Aşk hayatıyla ilgili zaman zaman basından bilgi sahibi oluyoruz ve onun gerçek bir aşk kadını olabileceği konusunda biz kendimizce emin oluyoruz ama o bu konuda pas hakkını kullanmaktan yana. Peki aşkı asla kalıplara koymuyor olması sizi şaşırtır mı bunca yorumdan sonra? Aşkı yaşama şeklinin zamana, algısına ve deneyimlere, denk gelmesine göre değiştiğini söylüyor. “Yani herkese göre değişen bir şeydir aşk. Kalıplara koyamazsın” diyor. Bağımlı mı bağlı mı bir aşık olduğunu ise “Aşk bağdır, denge şarttır” diyerek özetliyor.

“HAYATI SIKIŞTIRMAYI SEVMİYORUM”

Açısı farklı: Şükran Ovalı - Resim : 2

Onun hakkında elbette pek çok yoruma rastlamak mümkün sosyal medyada ancak bana sanki şu yakın gibi geliyor onu anlatmaya; ‘Şımarık, itici ya da dikkat çekme çabası içinde olmayan, sadece kendisinde yoğun bir şekilde İzmirli özgüveni olan oyuncu.’ Haklı bir yorum mu diye sorduğumda kendisi gibi olmaktan vazgeçmediğini söylüyor asla. Ve ekliyor; “İnsanların düşüncesini değiştiremiyorsun sonuçta. Önyargının iyisinin de, kötüsünün de doğru olduğunu düşünmüyorum.” Peki hayatı çok didikleyen insanlardan mı dersiniz? “Hayatı sıkıştırmayı sevmediğimi söyleyebilirim. Olan her şeyin bir nedeni olduğuna inanıyorum.” Ben onunla geçirdiğim 4-5 saatte onu aslında tüm bu söyledikleriyle örtüştürebiliyorum ve kendimce Şükran Ovalı’yı tanıdığımı düşünüyorum. Kendisine bu kadar zamanda onu ne kadar tanımış olabileceğimi sorduğumda ise “Bence bir insanın bir insanı tanımasını esas kılan şey saat, zaman değil de algıdır” diye yanıtlıyor. O sırada algımız tam da, onun her şeyden önce doğal biri olduğu yönünde ilerliyor.

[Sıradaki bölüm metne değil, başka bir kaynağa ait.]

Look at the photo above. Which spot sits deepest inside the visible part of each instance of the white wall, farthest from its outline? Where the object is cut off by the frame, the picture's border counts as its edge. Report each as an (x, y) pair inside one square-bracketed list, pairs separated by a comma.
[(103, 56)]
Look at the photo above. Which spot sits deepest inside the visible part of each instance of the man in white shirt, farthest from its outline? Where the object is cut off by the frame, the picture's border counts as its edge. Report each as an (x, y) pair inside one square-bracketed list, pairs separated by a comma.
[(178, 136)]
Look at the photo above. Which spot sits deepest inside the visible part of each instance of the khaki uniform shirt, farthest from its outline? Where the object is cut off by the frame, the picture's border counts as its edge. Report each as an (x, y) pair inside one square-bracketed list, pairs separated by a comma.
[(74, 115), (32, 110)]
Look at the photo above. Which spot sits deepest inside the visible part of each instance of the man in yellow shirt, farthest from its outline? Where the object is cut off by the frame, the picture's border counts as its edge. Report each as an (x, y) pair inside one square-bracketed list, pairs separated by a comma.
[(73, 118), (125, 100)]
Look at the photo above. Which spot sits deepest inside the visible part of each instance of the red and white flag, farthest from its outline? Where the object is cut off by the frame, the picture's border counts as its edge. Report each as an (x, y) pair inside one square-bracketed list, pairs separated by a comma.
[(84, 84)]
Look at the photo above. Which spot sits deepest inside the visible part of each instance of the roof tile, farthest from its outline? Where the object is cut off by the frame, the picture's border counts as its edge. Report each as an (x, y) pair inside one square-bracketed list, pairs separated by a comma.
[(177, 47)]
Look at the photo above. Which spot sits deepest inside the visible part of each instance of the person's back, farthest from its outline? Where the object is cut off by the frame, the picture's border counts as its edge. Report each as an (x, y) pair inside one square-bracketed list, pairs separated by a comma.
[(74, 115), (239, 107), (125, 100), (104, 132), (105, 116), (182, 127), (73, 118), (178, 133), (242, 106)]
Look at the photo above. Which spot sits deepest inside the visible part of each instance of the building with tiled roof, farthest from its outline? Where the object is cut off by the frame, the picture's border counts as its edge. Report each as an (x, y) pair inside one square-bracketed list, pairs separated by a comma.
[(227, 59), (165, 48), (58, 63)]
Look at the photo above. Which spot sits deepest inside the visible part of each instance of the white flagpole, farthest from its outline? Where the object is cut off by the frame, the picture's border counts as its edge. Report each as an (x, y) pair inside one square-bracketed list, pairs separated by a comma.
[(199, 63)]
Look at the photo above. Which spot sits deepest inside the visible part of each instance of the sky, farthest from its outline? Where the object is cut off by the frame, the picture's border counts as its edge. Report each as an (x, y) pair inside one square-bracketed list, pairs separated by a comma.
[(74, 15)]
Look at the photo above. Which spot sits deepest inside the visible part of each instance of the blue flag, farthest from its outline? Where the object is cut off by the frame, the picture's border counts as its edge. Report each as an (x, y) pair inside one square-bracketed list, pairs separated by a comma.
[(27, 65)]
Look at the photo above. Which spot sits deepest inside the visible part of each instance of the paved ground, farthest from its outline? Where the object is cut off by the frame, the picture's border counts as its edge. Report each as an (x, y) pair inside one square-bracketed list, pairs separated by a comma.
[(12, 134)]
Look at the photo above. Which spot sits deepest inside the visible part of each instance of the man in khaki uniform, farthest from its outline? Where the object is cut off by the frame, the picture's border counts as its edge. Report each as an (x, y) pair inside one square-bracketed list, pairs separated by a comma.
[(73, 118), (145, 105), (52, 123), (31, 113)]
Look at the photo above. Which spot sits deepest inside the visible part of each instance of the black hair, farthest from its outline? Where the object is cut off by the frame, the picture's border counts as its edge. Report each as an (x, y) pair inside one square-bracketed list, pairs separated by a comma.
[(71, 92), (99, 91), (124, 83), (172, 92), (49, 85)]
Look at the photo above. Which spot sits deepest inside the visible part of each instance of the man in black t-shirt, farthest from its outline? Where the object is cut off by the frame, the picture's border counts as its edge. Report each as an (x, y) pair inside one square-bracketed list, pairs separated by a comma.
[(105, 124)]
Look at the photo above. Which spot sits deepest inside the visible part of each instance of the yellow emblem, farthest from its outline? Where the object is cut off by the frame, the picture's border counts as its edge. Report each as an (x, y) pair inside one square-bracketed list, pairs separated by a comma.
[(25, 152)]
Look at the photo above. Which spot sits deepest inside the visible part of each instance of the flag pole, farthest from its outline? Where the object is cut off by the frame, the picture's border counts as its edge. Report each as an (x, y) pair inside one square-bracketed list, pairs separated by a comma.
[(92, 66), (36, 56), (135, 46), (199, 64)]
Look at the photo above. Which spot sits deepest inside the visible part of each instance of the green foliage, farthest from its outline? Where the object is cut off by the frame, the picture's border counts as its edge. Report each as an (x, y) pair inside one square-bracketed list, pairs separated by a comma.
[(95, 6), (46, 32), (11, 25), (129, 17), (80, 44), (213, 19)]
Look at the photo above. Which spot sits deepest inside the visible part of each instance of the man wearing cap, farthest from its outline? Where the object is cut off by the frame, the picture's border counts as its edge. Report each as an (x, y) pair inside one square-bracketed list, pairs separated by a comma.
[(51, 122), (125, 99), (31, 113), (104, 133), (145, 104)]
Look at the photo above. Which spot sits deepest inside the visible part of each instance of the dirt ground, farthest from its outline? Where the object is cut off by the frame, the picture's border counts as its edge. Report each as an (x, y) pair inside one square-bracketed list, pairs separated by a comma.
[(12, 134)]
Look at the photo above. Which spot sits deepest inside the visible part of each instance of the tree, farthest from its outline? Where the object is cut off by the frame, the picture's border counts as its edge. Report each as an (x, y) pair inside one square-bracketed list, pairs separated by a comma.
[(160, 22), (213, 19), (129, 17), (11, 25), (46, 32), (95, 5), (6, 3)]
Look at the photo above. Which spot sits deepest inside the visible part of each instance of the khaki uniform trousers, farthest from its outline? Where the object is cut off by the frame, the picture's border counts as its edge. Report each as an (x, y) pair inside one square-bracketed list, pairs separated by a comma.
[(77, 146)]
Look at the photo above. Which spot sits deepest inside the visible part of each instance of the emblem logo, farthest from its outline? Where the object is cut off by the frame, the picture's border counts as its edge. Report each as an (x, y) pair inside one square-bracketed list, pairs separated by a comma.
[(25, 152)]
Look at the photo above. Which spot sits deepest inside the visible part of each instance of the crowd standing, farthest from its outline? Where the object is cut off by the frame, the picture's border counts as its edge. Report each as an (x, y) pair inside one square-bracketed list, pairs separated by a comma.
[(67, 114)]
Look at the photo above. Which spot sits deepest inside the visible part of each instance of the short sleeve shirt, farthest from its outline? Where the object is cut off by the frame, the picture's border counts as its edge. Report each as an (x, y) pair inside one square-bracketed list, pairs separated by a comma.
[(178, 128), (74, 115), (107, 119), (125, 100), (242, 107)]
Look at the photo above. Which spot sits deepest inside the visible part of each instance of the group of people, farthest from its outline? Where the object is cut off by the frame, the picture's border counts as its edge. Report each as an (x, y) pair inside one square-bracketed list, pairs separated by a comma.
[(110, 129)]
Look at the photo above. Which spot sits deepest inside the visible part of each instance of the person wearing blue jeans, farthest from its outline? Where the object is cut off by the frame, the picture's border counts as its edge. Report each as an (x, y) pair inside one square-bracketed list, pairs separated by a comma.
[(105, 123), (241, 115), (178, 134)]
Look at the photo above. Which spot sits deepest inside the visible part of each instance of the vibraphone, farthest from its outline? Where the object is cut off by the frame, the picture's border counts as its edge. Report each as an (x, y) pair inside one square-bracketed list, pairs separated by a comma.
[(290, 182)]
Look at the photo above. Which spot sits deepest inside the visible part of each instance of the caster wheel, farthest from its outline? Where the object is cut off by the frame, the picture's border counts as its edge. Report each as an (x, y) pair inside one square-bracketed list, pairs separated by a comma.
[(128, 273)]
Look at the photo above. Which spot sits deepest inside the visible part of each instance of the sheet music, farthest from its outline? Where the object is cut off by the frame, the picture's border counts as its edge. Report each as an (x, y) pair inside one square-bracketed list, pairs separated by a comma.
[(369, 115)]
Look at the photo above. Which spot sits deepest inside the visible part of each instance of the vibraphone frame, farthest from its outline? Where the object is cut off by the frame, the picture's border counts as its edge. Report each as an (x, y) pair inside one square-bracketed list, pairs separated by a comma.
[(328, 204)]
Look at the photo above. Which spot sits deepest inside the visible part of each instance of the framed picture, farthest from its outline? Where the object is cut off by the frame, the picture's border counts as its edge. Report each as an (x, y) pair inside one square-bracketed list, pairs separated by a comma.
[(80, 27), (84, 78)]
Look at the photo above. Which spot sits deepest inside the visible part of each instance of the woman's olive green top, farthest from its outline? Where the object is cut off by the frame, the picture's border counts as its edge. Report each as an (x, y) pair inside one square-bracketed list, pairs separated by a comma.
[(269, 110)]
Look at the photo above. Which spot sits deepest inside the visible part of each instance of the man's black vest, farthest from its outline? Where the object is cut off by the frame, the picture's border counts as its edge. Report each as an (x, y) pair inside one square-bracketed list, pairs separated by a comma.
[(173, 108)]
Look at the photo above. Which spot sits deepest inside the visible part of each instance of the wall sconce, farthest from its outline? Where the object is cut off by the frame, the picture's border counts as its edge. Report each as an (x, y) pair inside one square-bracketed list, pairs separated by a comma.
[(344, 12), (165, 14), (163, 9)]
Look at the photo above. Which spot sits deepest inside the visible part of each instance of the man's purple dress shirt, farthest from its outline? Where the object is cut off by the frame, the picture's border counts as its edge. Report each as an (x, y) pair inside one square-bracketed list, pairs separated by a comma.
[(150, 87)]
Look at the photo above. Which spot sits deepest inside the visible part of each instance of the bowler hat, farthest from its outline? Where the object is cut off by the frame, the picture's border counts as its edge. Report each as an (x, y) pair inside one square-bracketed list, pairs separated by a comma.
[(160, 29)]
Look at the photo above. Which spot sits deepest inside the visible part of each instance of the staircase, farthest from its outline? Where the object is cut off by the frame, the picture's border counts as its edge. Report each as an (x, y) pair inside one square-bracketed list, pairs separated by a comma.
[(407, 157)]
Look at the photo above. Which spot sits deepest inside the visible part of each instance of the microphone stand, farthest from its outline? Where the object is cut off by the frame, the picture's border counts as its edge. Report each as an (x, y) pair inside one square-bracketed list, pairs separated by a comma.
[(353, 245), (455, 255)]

Biz Şükran Ovalı’yı keşfe devam ederken onun hayatla ilgili en yeni keşiflerini de öğrenmeden geçmek istemiyoruz. “Zaman hızlı geçiyor. Faydalı bir şeyler yapmak lazım. Sen hayata adım atmazsan, hayat da sana adım atmıyor” derken, ne yalan söyleyelim, bir sonraki adımının nasıl bir şey olacağı konusunda insanı merakta bırakıyor. Bu genç kadının söylemekten çekindiği bir şey olmayınca, bize dürüstçe bir itirafta bulunmasını istiyoruz bu kez ve ‘kararsızım’ yanıtıyla karşılaşıyoruz.

Kendiyle bir derdi var mı acaba? Mesela, insan kendi kendinin canını sıkmayı başarabilir mi herhangi bir konuda? Bazen farkında olmadan istemeden de olsa insanları yargılayabildiğini söylüyor ve ekliyor: “Bu dipsiz kuyuya düşmemek için, yargısız zamana teslim etmeye çalışıyorum kendimi.”

En yakın arkadaşları arasında Erkan Kolçak Köstendil, Bülent Şakrak gibi oyuncular var. Oyuncunun oyuncu arkadaşı olması zor diyorlar ancak Şükran Ovalı bu konuda çok şanslı. “Çok iyi arkadaşlarım var. Birbirimize gerçekleri söylediğimiz, hep bir şey katıp, paylaştığımız... Kıymetli bir şey bu. İlla bir şey bileceksek; kıymet bilelim” diyor. Sevdiklerine bir sofra hazırladığında ise mönünün kare aslarını şöyle sıralıyor; mantarlı pilav, et sote, taze zeytinyağlı fasulye, rokalı domatesli salata. Hımm, insanın duyunca bile ağzı sulanıyor, yemesi nasıl da lezzetlidir!

Yine balon dövmesine gönderme yaparak sonlandırıyoruz sohbetimizi ve soruyoruz; balonla gökyüzüne uçtunuz ve sonra balon sizi dünyanın bir ucuna taşıdı. Peki nereye? Siz kendinizinkini düşünürken bir yandan, onunkini de listeye ekleyin bizce; Koh Samui.